Además hay mar. Cómo podría ser el mar en el que entra Almería sino de cerámica de azules vidriados. Creo que todos de niños fantaseamos con entrar en ese mundo irreal y concentrado del pisapapeles de cristal con esas capas de colores transparentes, y bucear. Eso es el mar de Almería. A veces te parece que va a ser imposible sumergirte en él de lo perfectamente organizados que tiene sus colores y sus profundidades; pero entras, y todo el mundo se sorprende porque no está caliente como el de más al norte levantino, ni frío como el atlántico. Y hay una cosa que por inverosímil que parezca hay que decir una y otra vez: en décadas y décadas de natación y buceo, hay algo que sólo me ha sucedido en Almería, exactamente en la playa llamada de los muertos: me he sentado en el fondo con mis gafas y mi snorkel, apenas a metro y medio de profundidad, y los peces han venido a verme y a reconocerme tocando mi cara y mis brazos, rodeándome, tanteando mis manos, y casi dejándose tocar por mí, hasta que me han clasificado, supongo, se han aburrido y se han ido. No una vez ni dos, sino siempre que he entrado en su mundo. Toda la costa almeriense es parque natural, y creo que eso tiene que ver. No sé si los peces aprenden mucho o poco, pero se diría que saben que las personas no los van a pescar.

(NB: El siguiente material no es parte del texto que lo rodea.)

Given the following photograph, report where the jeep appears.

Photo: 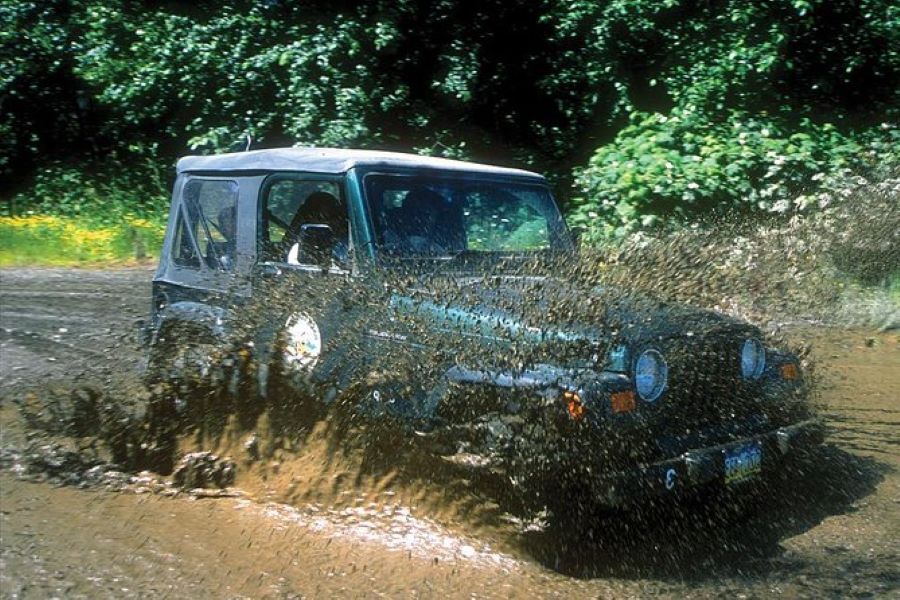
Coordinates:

Sin embargo, ¡vaya si se come pescado en Almería! Pero pescado de las lejanías del mar de Alborán o de Mediterráneo adentro. Tampoco he mencionado todavía, o sólo un poco, que los levantinos almerienses son tranquilos y hospitalarios. Parece que siempre están sonriendo cuando te acercas a ellos; pero, si los miras de lejos, son serios y no gesticulan. No son amigos de los gritos ni de las zambras, y eso a algunos no les gusta, pero si hablamos de esa paz… los almerienses son tus compañeros.
La cosa no acaba aquí: toda Almería huele a canela suave y a orégano.